The space occupied by Google ($GOOG) Flu Trends is becoming more congested. One year after the Centers for Disease Control and Prevention (CDC) put out a call for ways to use digital data to forecast the flu season, details of the entrants' models are still trickling in as academic papers are published.
A team from the Los Alamos National Laboratory is the latest to publish details of its model, which uses Wikipedia access logs to predict the spread of influenza. By combining the access logs for Wikipedia articles related to flu with CDC data, the team has created a model which it claims can accurately predict the incidence of influenza. The model goes one step further than Google Flu Trends by trying to predict the future, instead of just giving a real-time estimate of the spread of the virus.

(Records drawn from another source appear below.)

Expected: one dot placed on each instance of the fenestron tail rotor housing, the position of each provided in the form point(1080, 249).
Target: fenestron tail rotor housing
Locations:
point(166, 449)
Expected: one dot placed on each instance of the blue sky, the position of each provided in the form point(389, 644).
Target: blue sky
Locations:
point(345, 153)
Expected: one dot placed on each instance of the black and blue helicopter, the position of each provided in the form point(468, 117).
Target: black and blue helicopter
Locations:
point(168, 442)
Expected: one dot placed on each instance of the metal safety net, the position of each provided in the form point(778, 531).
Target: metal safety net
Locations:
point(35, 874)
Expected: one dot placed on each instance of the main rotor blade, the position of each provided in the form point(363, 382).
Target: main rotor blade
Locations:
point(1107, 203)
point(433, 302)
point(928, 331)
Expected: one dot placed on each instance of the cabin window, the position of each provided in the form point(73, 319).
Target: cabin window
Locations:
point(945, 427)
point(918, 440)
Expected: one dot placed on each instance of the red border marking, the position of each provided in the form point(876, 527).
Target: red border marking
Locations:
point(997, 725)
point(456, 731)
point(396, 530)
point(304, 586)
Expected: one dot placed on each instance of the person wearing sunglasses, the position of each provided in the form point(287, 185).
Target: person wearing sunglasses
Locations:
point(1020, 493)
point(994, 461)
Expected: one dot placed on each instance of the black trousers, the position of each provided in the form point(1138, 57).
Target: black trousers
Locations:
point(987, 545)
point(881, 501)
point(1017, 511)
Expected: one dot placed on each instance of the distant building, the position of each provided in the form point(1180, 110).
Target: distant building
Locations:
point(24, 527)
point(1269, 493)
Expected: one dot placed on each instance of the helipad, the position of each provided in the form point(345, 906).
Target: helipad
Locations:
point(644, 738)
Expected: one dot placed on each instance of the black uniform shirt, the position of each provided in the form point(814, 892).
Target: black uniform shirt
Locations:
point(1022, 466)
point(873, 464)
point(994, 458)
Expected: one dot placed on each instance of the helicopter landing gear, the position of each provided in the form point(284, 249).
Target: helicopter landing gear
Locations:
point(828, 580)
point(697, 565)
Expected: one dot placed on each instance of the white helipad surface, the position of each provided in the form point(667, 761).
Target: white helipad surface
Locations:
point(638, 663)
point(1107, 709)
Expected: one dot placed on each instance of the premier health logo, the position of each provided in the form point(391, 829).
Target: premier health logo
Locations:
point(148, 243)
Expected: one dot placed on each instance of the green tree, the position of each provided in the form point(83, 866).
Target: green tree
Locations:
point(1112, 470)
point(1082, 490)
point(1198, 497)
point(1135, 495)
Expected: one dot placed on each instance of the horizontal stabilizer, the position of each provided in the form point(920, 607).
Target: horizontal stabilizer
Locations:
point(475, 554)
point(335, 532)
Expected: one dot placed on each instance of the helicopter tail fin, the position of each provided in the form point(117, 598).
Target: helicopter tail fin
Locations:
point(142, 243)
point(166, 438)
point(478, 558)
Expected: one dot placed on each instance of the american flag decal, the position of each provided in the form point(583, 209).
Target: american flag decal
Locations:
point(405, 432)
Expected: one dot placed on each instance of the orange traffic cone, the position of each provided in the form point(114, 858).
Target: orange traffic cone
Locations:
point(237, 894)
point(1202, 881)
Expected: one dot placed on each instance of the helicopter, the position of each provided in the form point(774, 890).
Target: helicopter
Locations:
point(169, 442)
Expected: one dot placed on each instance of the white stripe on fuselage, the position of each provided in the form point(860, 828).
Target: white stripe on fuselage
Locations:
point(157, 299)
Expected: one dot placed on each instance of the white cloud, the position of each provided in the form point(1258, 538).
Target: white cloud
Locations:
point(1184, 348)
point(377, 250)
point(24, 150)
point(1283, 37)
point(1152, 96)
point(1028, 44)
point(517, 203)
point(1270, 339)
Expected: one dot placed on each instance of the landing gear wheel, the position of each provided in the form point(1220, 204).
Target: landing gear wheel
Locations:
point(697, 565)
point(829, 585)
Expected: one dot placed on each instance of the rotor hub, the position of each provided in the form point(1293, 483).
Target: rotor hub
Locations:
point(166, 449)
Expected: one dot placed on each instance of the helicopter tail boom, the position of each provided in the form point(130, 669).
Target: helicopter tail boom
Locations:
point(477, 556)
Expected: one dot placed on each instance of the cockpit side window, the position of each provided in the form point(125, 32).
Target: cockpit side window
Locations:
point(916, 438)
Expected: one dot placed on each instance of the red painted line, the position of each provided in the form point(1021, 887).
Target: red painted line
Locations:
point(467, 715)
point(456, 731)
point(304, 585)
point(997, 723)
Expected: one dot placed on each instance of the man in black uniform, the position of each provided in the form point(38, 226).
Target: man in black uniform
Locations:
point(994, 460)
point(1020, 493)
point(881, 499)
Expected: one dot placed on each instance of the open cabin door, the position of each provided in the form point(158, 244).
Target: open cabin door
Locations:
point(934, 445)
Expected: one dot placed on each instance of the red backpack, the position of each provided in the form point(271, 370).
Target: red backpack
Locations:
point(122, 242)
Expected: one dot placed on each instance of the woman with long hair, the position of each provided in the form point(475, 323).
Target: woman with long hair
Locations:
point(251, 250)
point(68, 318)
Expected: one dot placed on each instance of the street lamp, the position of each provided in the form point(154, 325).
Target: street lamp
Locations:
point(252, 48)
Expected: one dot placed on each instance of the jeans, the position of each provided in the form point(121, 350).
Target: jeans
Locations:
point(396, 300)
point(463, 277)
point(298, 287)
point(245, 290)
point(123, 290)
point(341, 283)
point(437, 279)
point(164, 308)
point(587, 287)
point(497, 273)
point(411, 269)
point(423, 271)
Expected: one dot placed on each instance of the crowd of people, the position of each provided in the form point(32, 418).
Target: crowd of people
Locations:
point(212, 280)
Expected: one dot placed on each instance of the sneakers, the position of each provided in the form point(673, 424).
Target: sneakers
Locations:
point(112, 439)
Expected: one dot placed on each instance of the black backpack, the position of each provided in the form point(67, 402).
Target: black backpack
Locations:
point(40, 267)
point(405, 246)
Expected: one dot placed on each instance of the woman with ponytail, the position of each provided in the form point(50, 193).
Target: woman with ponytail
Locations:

The Wikipedia-based approach could suffer from similar problems to Google Flu Trends, namely the possibility that the online activity of hypochondriacs will skew the model. Test data published to date suggest the Wikipedia model doesn't suffer from overestimation, perhaps because CDC data is built into its calculations. In fact, the model tends to underestimate flu incidence towards the end of the season. People not visiting Wikipedia when infected for a second time could account for the blip.
CDC handed out prizes for its flu forecasting competition in June, awarding first place to a team that combined data from Google with information the public health agency gathers from physicians. Google is now applying a similar combination approach to its own Flu Trends project.